The Platinum Rule
A few months prior to being married, my then-future-wife and I spent some quality time together looking for a new apartment. We had already discussed the specifics about what we wanted: a two bedroom apartment, on the top floor, equidistant from our workplaces, in a nice neighborhood. Simple, right?
The first three apartments we looked at weren’t all that great, and usually violated one of the four criteria we had defined before our search began. Then, we found it. A classy apartment complex which backs right up to the 18th hole of a golf course. There was one 3rd floor apartment available with a wonderful view of the fairway, bay windows, two bedrooms, and no crime (according to our tour guide). It was perfect!
After the tour, I was ready to put down a deposit immediately on the apartment to ensure it was ours if we wanted it. After all, it was Saturday and I couldn’t have another almost-married couple coming in and snatching it away from us. Plus, if we found something better, we could cancel our application and just be out the deposit money. Win-win. I hope they have FiOS.
My fiancée on the other hand, was not so easily convinced. In her mind, we hadn’t finished looking at all of the apartments on the list she compiled a couple of nights prior. “What if we find something better?” We hadn’t pulled the crime report for the area yet. “What if we live in a complex full of miscreants?” Even though we found something which fitted our criteria, how was she supposed to make a decision in such a short period of time without having all of the facts?
At the end of the day, we were both operating our apartment search with behaviors which came natural to us. I have more of a driving personality. I like setting and achieving goals, juggling more than I can typically handle, making decisions quickly, competing over everything, and moving at a faster than normal pace - regardless of how the others around me feel. I’m the type that is prone to take big risks and fail spectacularly.
My wife, on the other hand, is conscientious by nature. She is much more methodical and deliberate and doesn’t mind working at a slower pace. She values quality and accuracy. She doesn’t like making decisions until all of the facts are present - and would probably prefer to have someone else decide, and simply point out flaws in their plan.
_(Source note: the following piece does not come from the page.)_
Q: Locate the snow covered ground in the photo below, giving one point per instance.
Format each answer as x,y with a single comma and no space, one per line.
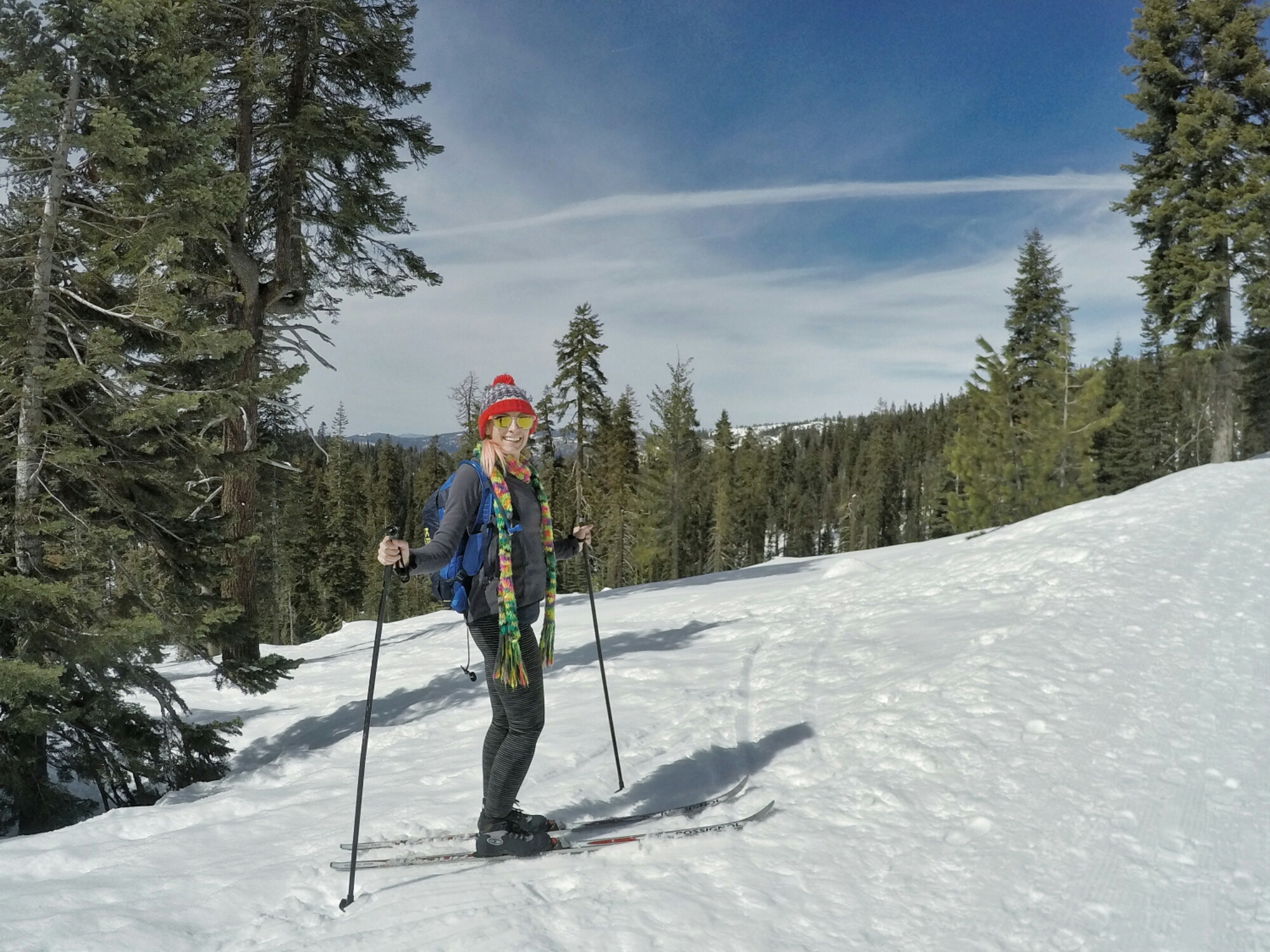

My wife is the type who will keep people like me from going off the rails.
We’ve all heard the Golden Rule, in some variation, at some point in our lives: “Do unto others what you would have them do unto you”. By this point in the story, it’s clear this strategy would have been the wrong move. If I behaved according to my preferences, I would have strong-armed my fiancé into doing what I wanted to do with little regard to her thoughts or feelings - remember, I want someone to be direct with me and make decisions quickly. If I went down this path, we would have likely started the rest of our lives together on the wrong foot - and in an apartment that she hated. Luckily, I was fortunate enough to take a step back and explain my reasoning on how putting a deposit down would actually give us more options and that nothing was set in stone.
What I practiced here, although I didn’t know it at the time, is what Dr. Tony Alessandra calls the Platinum Rule.
Do unto others as they want done unto them.
Whether we are apartment hunting with our significant other, working with a peer on a budget, or communicating status to our boss, we are much better served if we stop to think about their communication preferences and adjust ours accordingly. Accomplishments in all areas of life are predicated on our relationships. There is very little we can accomplish on our own, regardless of how smart we are.
In People Smart Dr. Alessandra covers the four behavioral types into which all humans fit - based on decades of research. Dominance, Influence, Steadiness, and Conscientiousness. You will find out which quadrant (or, in the case of my wife quadrants) you fit into and learn how to effectively interact with others, regardless of your individual preferences.
- Dominance - Assertive, task-focused. Interested in accomplishing goals and taking charge. Not afraid to make decisions. Can be viewed as pushy.
- Influence - Assertive, people-focused. “Salesey”. Optimistic and likes to collaborate. Accomplishes things through others. Can be viewed as disingenuous.
- Steadiness - Passive, people-focused. Cooperative and dependable. Focuses on the feelings of others, low drama, humble, stable. Can be viewed as indecisive.
- Conscientiousness - Passive, task-focused. Expert. Emphasizes correctness and quality. Works at a slower pace than the more dominant type. Introverted. Can be viewed as apathetic.
Understanding your behavioral tendencies and how you react in various situations will go a long way to ensure you remain effective in your relationships, even when you have to work with people who are your behavioral opposite. I spent a large portion of my career dealing with interpersonal issues the wrong way, focusing on what I wanted instead of how I could adapt my style to be more accommodating to those around me.
Positive relationships are built out of practice and hard work. This is a skill which can be learned and improved upon. A little bit of personal investment now will pay you large dividends in the future. People Smart and DiSC are two great resources to get you started.